In a press release on July 3, the Internal Revenue Service issued a warning to taxpayers regarding a fresh scam utilizing cardboard envelopes delivered by a courier service.

The envelopes, which display the IRS masthead, contain a message informing recipients that the correspondence pertains to their unclaimed refund.

The agency has urged Americans to be cautious and not to be deceived by this fraudulent scheme, as its intention is to gather sensitive personal information for the purpose of identity theft.

“This is just the latest in the long string of attempts by identity thieves posing as the IRS in hopes of tricking people into providing valuable personal information to steal identities and money, including tax refunds,” said IRS Commissioner Danny Werfel.

“These scams can come in through email, text or even in special mailings,” he continued. “People should be careful to watch out for red flags that clearly mark these as IRS scams.”

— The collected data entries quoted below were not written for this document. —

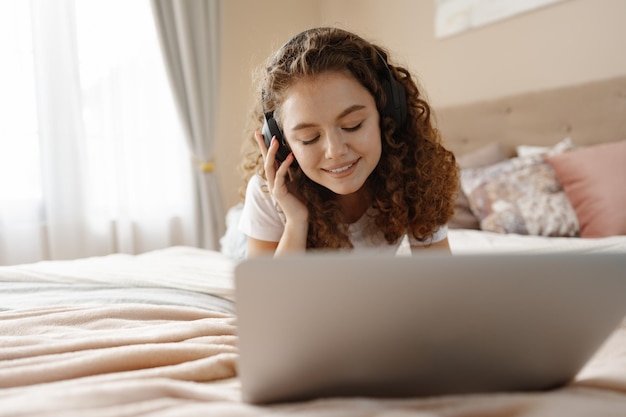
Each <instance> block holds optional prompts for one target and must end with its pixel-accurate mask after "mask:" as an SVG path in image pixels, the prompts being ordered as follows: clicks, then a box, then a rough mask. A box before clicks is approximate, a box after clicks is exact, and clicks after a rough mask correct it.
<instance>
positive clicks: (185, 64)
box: [152, 0, 225, 249]
mask: <svg viewBox="0 0 626 417" xmlns="http://www.w3.org/2000/svg"><path fill="white" fill-rule="evenodd" d="M152 7H153V10H154V17H155V21H156V25H157V29H158V33H159V39H160V41H161V46H162V49H163V55H164V58H165V61H166V63H167V69H168V74H169V80H170V83H171V85H172V89H173V91H174V95H175V97H176V103H177V105H178V106H177V107H178V110H179V114H180V118H181V120H182V125H183V128H184V129H185V136H186V138H187V144H188V147H189V151H190V153H191V156H192V159H193V160H194V162H195V175H194V179H195V186H196V193H195V195H196V199H197V202H198V203H197V204H198V208H197V211H198V213H199V218H198V222H199V228H200V231H201V232H200V245H201V246H202V247H204V248H207V249H217V248H219V238H220V236H221V235H222V234H223V232H224V229H225V224H224V223H225V218H224V211H223V206H222V197H221V192H220V190H219V181H218V179H217V176H216V171H215V169H214V166H215V164H216V163H218V162H219V161H215V160H214V157H213V149H214V143H215V132H216V128H215V126H216V117H215V115H216V114H217V102H218V98H219V33H220V28H219V14H220V10H219V0H175V1H172V0H152Z"/></svg>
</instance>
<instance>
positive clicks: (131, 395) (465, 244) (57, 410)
mask: <svg viewBox="0 0 626 417" xmlns="http://www.w3.org/2000/svg"><path fill="white" fill-rule="evenodd" d="M477 120H479V121H481V122H480V123H477V122H476V121H477ZM437 121H438V124H439V127H440V129H441V131H442V134H443V135H444V137H445V138H446V141H447V144H448V146H449V147H450V148H451V149H453V150H454V151H455V153H456V154H457V155H458V157H459V161H460V163H462V165H463V178H464V181H465V184H463V188H462V189H463V193H460V194H459V201H458V202H457V203H458V206H459V209H458V212H457V214H456V215H455V218H454V219H453V222H451V227H450V230H449V239H450V244H451V248H452V251H453V253H455V254H464V253H475V252H542V253H543V252H549V251H571V252H578V253H589V252H609V251H610V252H619V253H624V254H625V256H626V232H625V231H624V230H623V229H621V227H623V226H624V225H623V223H622V222H623V220H624V213H625V211H626V210H625V208H626V203H624V202H623V201H621V200H619V198H623V190H624V185H623V181H624V179H626V175H622V171H620V169H622V167H623V166H624V165H626V164H625V163H623V162H626V159H625V158H624V156H623V154H622V153H620V152H623V150H622V149H623V146H624V145H623V143H624V140H625V139H626V78H619V79H615V80H607V81H602V82H597V83H591V84H588V85H583V86H575V87H568V88H564V89H559V90H553V91H547V92H541V93H534V94H526V95H522V96H518V97H508V98H503V99H500V100H495V101H493V102H489V103H477V104H472V105H466V106H458V107H454V108H449V109H440V110H438V111H437ZM566 139H569V141H568V140H566ZM494 143H496V144H497V146H496V145H494ZM607 145H608V146H611V147H610V148H609V151H608V152H607V151H606V150H605V148H604V147H605V146H607ZM596 146H597V147H596ZM613 146H616V147H613ZM598 147H599V148H598ZM597 149H600V151H601V152H600V154H599V155H600V156H598V155H597V154H596V153H595V152H596V151H597ZM589 150H591V152H590V154H591V156H589V153H587V152H589ZM581 151H582V152H585V153H584V154H583V155H582V158H583V159H585V158H591V159H595V160H597V159H598V158H600V160H601V161H606V159H605V158H607V154H608V155H609V156H608V158H613V157H615V156H616V155H617V158H618V159H619V158H621V159H620V161H622V163H621V164H617V165H615V164H613V165H611V166H615V168H614V169H613V171H611V170H609V179H608V180H607V178H606V174H604V175H605V176H604V177H602V176H598V175H599V174H598V172H596V171H598V169H596V170H595V171H594V170H593V169H592V170H586V168H588V167H591V166H593V167H597V166H598V165H600V167H602V165H606V163H605V164H597V163H592V162H588V161H583V162H582V163H581V162H580V161H581V160H580V155H581V154H580V153H578V152H581ZM518 152H521V153H522V154H523V153H524V152H527V154H526V156H519V155H518ZM494 155H496V156H495V157H494ZM564 155H565V156H569V155H575V156H577V158H576V159H575V160H574V162H573V163H574V166H575V167H577V168H578V171H582V172H585V175H586V176H587V178H590V177H593V178H594V181H596V183H595V186H592V187H591V189H592V190H596V191H597V189H600V188H602V187H600V186H598V185H597V184H598V183H597V181H598V178H600V181H604V182H606V183H608V184H610V187H609V190H610V192H609V194H610V195H609V196H608V197H607V196H606V195H602V194H600V195H598V194H592V196H593V199H592V201H595V202H597V201H601V203H602V204H604V205H605V206H606V205H607V204H612V206H611V207H610V208H611V209H610V210H608V209H607V207H605V206H602V204H601V205H600V208H596V209H594V210H599V211H593V210H591V212H592V213H600V214H599V216H602V218H603V219H608V220H609V222H608V223H607V222H605V223H601V224H596V223H595V222H594V216H591V219H586V218H585V214H584V213H583V212H584V210H583V211H580V210H581V208H580V207H578V205H579V204H582V207H583V209H584V207H586V206H585V204H583V203H587V204H588V201H587V200H588V196H586V195H584V194H585V193H584V192H583V193H582V194H583V196H582V197H580V196H579V197H580V202H577V201H578V200H576V199H575V198H574V202H572V201H571V200H570V195H569V194H568V189H567V187H566V186H563V184H562V183H561V180H560V179H559V178H557V169H558V168H557V169H555V168H552V167H553V165H552V163H553V162H554V161H552V163H551V162H549V161H550V158H558V157H563V156H564ZM620 155H621V156H620ZM520 158H521V161H522V162H520ZM563 158H564V157H563ZM565 159H566V158H565ZM570 162H571V161H570ZM558 163H559V161H558V160H557V164H558ZM564 164H565V163H564ZM555 166H556V165H555ZM550 169H551V170H552V171H551V170H550ZM518 170H521V171H522V172H523V173H525V174H524V175H526V177H524V176H523V175H522V176H520V175H521V174H519V172H517V171H518ZM615 170H617V171H615ZM599 171H603V170H599ZM536 172H540V173H541V175H542V177H541V179H540V180H537V179H535V178H531V177H529V176H528V175H531V174H533V173H536ZM498 173H500V174H502V173H505V174H506V175H508V176H509V177H511V176H512V177H513V178H516V179H517V183H518V185H520V184H521V187H517V188H519V189H514V188H516V187H512V186H511V184H510V181H509V183H508V184H506V183H505V184H501V183H498V181H499V179H500V180H501V178H502V175H498ZM512 173H516V174H515V175H513V174H512ZM603 173H604V171H603V172H601V173H600V174H603ZM518 174H519V175H518ZM563 175H565V174H563ZM611 175H613V176H615V177H616V178H617V180H618V181H617V184H618V185H615V184H616V182H615V178H610V176H611ZM546 176H547V177H549V178H548V179H549V181H552V182H549V181H548V182H549V184H548V185H546ZM596 177H597V178H596ZM555 178H556V182H557V184H556V185H555V183H554V181H555ZM494 182H495V185H494ZM500 182H502V181H500ZM529 184H535V185H536V184H541V187H539V188H540V192H539V194H540V195H542V197H540V198H539V199H540V200H541V201H542V203H541V204H549V207H552V210H560V209H561V208H562V206H563V204H564V202H568V203H569V204H570V206H569V208H568V210H569V211H568V214H566V215H560V216H557V217H558V219H560V220H561V222H560V223H559V221H557V220H558V219H557V220H554V217H552V216H547V217H550V221H549V222H548V223H549V224H543V223H541V222H542V221H544V220H545V219H542V216H528V215H527V213H528V210H530V211H531V212H532V211H533V210H535V211H538V209H537V205H536V204H535V203H533V204H534V205H533V204H531V205H530V206H531V209H528V207H526V206H523V204H522V206H523V207H518V206H515V205H513V204H512V203H511V202H510V201H505V202H504V203H502V202H501V201H502V200H507V199H508V200H513V201H518V200H520V199H522V200H523V197H524V196H527V195H535V194H536V193H537V192H536V190H534V189H533V186H531V185H529ZM583 185H584V184H583ZM583 188H584V187H583ZM588 188H589V187H587V189H588ZM574 189H575V190H576V187H575V188H574ZM578 190H580V187H579V188H578ZM569 191H570V194H571V195H573V194H572V192H571V190H569ZM516 193H517V194H516ZM533 193H535V194H533ZM545 193H549V194H550V195H551V196H552V197H551V198H547V197H545V196H543V194H545ZM574 194H575V192H574ZM579 194H580V193H579ZM564 197H565V198H566V200H567V201H566V200H564ZM605 198H607V200H604V199H605ZM544 200H545V201H544ZM546 201H547V202H546ZM620 201H621V203H620ZM481 204H482V206H481ZM507 204H508V205H507ZM619 204H621V205H619ZM492 206H493V207H492ZM485 207H486V208H485ZM503 207H504V208H503ZM556 207H561V208H558V209H557V208H556ZM507 210H508V211H507ZM587 211H589V210H587ZM494 213H495V214H494ZM572 213H573V214H574V217H575V219H574V221H573V220H572V217H571V216H572ZM229 214H231V215H232V213H229ZM587 214H588V213H587ZM581 215H582V217H581V218H582V219H585V220H584V221H579V217H580V216H581ZM543 217H545V216H543ZM230 221H231V223H232V221H233V219H232V218H231V219H230ZM227 235H228V232H227ZM225 237H226V235H225ZM240 243H241V242H240V240H239V239H238V238H237V237H235V238H234V239H226V240H224V241H223V250H222V251H221V252H217V251H209V250H203V249H198V248H191V247H171V248H166V249H162V250H157V251H152V252H148V253H144V254H139V255H125V254H114V255H108V256H103V257H95V258H86V259H77V260H65V261H46V262H39V263H33V264H24V265H14V266H4V267H0V414H1V415H3V416H99V417H100V416H103V417H104V416H115V417H120V416H170V415H171V416H178V417H180V416H199V415H203V416H211V415H216V416H252V415H275V416H284V415H306V416H313V417H318V416H319V417H323V416H346V417H353V416H365V415H367V416H377V415H381V416H382V415H389V416H477V415H481V416H486V415H489V416H533V417H536V416H555V415H568V416H583V415H585V416H587V415H602V416H623V415H624V414H625V413H626V411H625V410H626V323H624V324H623V325H622V326H620V327H619V328H617V329H616V330H615V332H614V333H613V335H612V336H611V337H610V338H609V339H608V340H607V342H606V343H605V345H604V346H603V347H602V348H601V349H600V350H599V351H598V352H597V353H596V355H595V356H594V358H593V359H592V360H591V361H590V362H589V363H588V364H587V365H586V366H585V368H584V369H583V370H582V371H581V372H580V373H579V374H578V376H577V377H576V379H575V380H574V381H572V382H571V383H570V384H568V385H567V386H565V387H562V388H559V389H555V390H552V391H546V392H532V393H530V392H510V393H498V394H468V395H454V396H442V397H430V398H407V399H375V398H327V399H317V400H313V401H306V402H298V403H288V404H278V405H271V406H254V405H249V404H245V403H243V402H242V401H241V399H240V386H239V381H238V379H237V361H238V350H237V320H236V310H235V306H236V304H235V303H236V300H235V299H234V291H233V280H232V273H233V269H234V267H235V266H236V264H237V263H238V262H239V261H240V256H241V251H240ZM599 273H601V271H599ZM625 278H626V276H625ZM581 308H584V306H581Z"/></svg>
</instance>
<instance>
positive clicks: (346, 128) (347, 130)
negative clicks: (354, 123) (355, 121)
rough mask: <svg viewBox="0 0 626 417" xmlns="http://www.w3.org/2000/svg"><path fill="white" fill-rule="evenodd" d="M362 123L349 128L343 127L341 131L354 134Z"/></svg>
mask: <svg viewBox="0 0 626 417" xmlns="http://www.w3.org/2000/svg"><path fill="white" fill-rule="evenodd" d="M362 124H363V123H362V122H361V123H359V124H357V125H354V126H351V127H344V128H343V130H345V131H346V132H356V131H357V130H359V129H360V128H361V125H362Z"/></svg>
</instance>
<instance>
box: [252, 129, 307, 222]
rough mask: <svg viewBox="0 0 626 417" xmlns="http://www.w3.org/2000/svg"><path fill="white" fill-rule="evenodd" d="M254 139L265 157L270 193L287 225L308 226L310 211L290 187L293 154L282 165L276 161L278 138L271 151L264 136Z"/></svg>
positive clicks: (264, 161)
mask: <svg viewBox="0 0 626 417" xmlns="http://www.w3.org/2000/svg"><path fill="white" fill-rule="evenodd" d="M254 138H255V140H256V141H257V144H258V145H259V148H260V149H261V154H262V155H263V161H264V165H263V167H264V169H265V176H266V177H267V185H268V188H269V191H270V193H271V194H272V196H273V197H274V199H275V200H276V202H277V203H278V205H279V206H280V208H281V210H282V211H283V213H284V214H285V218H286V221H287V223H290V222H292V223H293V222H295V223H300V224H305V225H306V224H307V222H308V217H309V210H308V209H307V208H306V206H305V205H304V203H302V201H301V200H300V199H299V198H298V197H297V196H296V195H295V194H294V193H293V192H292V191H291V190H290V187H289V167H290V166H291V164H292V163H293V161H294V156H293V154H292V153H290V154H289V155H288V156H287V158H286V159H285V161H284V162H283V163H280V162H279V161H278V160H277V159H276V151H277V150H278V145H279V144H278V140H277V139H276V137H274V138H272V142H271V143H270V147H269V149H268V148H267V146H266V145H265V140H264V139H263V135H261V134H260V133H259V132H254Z"/></svg>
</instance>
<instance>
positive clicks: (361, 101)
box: [280, 72, 382, 195]
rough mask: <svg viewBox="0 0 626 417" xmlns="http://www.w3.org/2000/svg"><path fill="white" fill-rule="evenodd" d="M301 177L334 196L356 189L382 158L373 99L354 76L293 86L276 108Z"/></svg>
mask: <svg viewBox="0 0 626 417" xmlns="http://www.w3.org/2000/svg"><path fill="white" fill-rule="evenodd" d="M280 120H281V124H282V128H283V133H284V135H285V139H286V140H287V142H288V143H289V146H290V147H291V150H292V152H293V155H294V156H295V158H296V160H297V161H298V163H299V165H300V168H301V169H302V171H303V172H304V174H305V175H306V176H307V177H309V178H310V179H311V180H313V181H315V182H316V183H318V184H320V185H322V186H324V187H326V188H328V189H330V190H331V191H333V192H335V193H336V194H340V195H349V194H352V193H356V192H357V191H359V190H360V189H361V188H362V187H363V185H364V184H365V182H366V181H367V178H368V177H369V175H370V174H371V173H372V171H374V169H375V168H376V165H378V161H379V160H380V157H381V154H382V144H381V138H380V127H379V123H378V120H379V115H378V110H377V108H376V103H375V101H374V97H373V96H372V95H371V94H370V92H369V91H368V90H367V89H365V87H363V86H362V85H361V84H360V83H359V82H358V81H357V80H356V79H355V78H354V77H352V76H350V75H348V74H345V73H342V72H328V73H324V74H322V75H319V76H316V77H314V78H307V79H304V80H301V81H298V82H296V83H295V84H294V85H292V86H291V87H289V89H288V90H287V91H286V93H285V100H284V101H283V103H282V105H281V109H280Z"/></svg>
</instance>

“The IRS, in a press release, emphasized the significance of remaining vigilant and safeguarding personal information to combat tax-related identity theft, as urged by the Security Summit, a collaborative effort between the IRS, state tax administrators, and the private-sector tax industry.

According to the IRS statement, the provided phone number and contact details are incorrect. These fraudulent letters, masquerading as legitimate sources, solicit sensitive personal information.

The scam becomes especially concerning due to its specific demands for personal data, such as photographs of the recipient’s driver’s license. The scammers employ awkward language, characterized by misspellings and unusual punctuation.

One poorly worded example from the deceptive mailing reads as follows: ‘A Clear Phone of Your Driver’s License That Clearly Displays All Four (4) Angles, Taken in a Place with Good Lighting.’

Commissioner Werfel urged the public to exercise caution and remain vigilant for signs of such fraudulent activities.”

“The IRS never initiates contact with taxpayers by email, text or social media regarding a bill or tax refund,” the commissioner said in the release.

The IRS advises against interacting with unsolicited communications that claim to be from their organization and cautions against opening suspicious attachments or clicking on links contained in these messages.

If any emails or messages raise suspicion, individuals are encouraged to report them to the IRS at [email protected]. By doing so, they contribute to the ongoing efforts of the IRS to safeguard American taxpayers against these fraudulent schemes.